Documenting investment strategy in a formal Investment Policy Statement gives our Board a framework for stating how investments will be allocated across asset classes (stocks, bonds). Investment policy creates the portfolio structure (how much is invested in equities – Cdn, US, Global ) and establishes a benchmark against which we monitor the investment performance delivered by our managers. It allows the board to know – has the portfolio achieved returns that meet or exceed our objectives.

Creating an investment portfolio starts with stating a goal or ‘required rate of return’ – returns we need in order to meet the objectives of the foundation – financial support for the arts. The Board establishes an asset mix that balances risk with the returns we expect to achieve. The asset mix is based on the level of risk the Board is comfortable with and drives the allocation of investments into equities, bonds and other assets. The foundation hires investment managers to manage the portfolio, invest in accordance with our investment policy and achieve results that we expect to add value. 


Risk Assessment

We ask ourselves the question - ‘To achieve a particular portfolio return, how much risk is the Foundation prepared to accept?’  What is the appropriate level of risk we must accept to attain returns that meet our purpose. Every Board faces the challenge of bridging the gap between ‘required return’ and returns based on long term economic investment trends. We have learned there are no easy answers – higher returns imply taking on additional risk, lower returns mean less risk of loss but a lower investment return.

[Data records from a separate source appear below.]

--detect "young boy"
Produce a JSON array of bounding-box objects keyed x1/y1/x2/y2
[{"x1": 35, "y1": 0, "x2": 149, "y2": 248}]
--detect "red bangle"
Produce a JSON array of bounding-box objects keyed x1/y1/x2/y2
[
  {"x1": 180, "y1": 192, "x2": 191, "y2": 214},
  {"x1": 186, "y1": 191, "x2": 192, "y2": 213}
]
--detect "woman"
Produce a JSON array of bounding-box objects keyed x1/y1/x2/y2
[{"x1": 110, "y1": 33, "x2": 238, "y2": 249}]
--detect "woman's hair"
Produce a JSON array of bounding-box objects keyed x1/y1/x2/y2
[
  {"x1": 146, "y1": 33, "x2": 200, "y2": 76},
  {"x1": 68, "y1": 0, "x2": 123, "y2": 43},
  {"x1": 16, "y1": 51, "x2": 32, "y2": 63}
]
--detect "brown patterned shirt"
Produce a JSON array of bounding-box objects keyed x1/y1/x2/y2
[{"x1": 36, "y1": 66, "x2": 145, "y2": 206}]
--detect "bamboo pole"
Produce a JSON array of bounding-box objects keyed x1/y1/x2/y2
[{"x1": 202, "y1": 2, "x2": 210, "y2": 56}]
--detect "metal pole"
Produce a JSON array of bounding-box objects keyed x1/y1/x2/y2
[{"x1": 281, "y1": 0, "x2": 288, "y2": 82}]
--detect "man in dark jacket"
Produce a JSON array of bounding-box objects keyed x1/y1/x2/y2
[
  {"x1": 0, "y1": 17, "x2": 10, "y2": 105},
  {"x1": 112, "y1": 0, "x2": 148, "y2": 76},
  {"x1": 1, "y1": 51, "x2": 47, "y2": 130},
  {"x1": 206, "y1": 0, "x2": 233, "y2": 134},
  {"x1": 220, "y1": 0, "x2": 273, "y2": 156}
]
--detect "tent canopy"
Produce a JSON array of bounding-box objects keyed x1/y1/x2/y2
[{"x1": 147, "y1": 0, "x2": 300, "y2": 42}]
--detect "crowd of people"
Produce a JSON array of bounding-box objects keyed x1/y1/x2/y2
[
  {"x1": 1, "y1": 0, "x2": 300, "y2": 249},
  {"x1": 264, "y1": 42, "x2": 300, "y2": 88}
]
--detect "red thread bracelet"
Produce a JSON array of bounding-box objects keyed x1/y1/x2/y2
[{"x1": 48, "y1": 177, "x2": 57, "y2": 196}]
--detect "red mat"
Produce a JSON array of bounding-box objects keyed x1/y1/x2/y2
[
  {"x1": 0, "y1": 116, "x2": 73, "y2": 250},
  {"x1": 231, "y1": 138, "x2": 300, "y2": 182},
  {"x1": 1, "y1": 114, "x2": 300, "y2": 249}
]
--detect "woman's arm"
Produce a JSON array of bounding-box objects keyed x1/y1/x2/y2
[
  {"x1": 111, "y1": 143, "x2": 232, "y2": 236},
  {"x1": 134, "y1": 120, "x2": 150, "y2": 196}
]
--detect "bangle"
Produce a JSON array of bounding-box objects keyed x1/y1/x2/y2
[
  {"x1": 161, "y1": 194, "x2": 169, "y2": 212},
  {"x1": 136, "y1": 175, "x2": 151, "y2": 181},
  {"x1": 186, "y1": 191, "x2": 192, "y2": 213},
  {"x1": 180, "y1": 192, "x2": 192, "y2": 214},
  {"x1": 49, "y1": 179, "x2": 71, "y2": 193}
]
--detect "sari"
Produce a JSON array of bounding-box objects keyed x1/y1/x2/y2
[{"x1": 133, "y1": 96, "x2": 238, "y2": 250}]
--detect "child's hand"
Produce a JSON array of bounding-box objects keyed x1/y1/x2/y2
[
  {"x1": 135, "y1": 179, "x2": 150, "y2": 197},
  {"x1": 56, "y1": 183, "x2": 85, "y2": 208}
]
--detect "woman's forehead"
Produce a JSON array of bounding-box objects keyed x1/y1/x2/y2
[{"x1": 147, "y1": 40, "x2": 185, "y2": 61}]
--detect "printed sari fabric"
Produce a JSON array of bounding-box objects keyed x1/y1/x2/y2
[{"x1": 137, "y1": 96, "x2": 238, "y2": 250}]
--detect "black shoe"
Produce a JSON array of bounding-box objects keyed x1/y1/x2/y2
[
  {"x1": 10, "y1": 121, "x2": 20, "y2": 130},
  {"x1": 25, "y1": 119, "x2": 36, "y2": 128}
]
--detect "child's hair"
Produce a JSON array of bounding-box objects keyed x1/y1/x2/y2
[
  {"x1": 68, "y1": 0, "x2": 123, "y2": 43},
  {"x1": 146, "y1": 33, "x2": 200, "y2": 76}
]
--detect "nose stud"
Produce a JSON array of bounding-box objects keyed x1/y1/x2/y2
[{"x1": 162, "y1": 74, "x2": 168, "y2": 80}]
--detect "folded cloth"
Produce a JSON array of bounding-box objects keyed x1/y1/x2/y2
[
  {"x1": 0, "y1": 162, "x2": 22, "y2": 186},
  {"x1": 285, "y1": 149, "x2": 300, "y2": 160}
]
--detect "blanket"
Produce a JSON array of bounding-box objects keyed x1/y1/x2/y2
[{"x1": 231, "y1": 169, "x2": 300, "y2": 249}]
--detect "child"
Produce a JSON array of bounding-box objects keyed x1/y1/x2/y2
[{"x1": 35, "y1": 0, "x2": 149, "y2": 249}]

Recently, we updated our investment strategy and Investment Policy Statement. To increase the potential for higher returns, we introduced new asset classes (small cap equity and absolute return strategies). We are using different types of active portfolio management, but doing so in a way that diversifies our portfolio while lowering risk and volatility. This is an ongoing process – the Board will meet regularly with our investment managers and measure investment performance. Our objective is always to achieve investment results that meet our core objectives – protect capital, generate regular income and meet operating costs, and do so in a disciplined way.


Warren Buffett says it in this way,

“To invest successfully over a lifetime does not require an extraordinarily high IQ, unusual business insights or inside information. What’s needed is a sound intellectual framework for making decisions and the ability to keep emotions from corroding that framework”. 


Regular updates will be shared with arts organizations and private donors to keep you abreast of strategy, our manager’s views of the global economy and markets and investment results.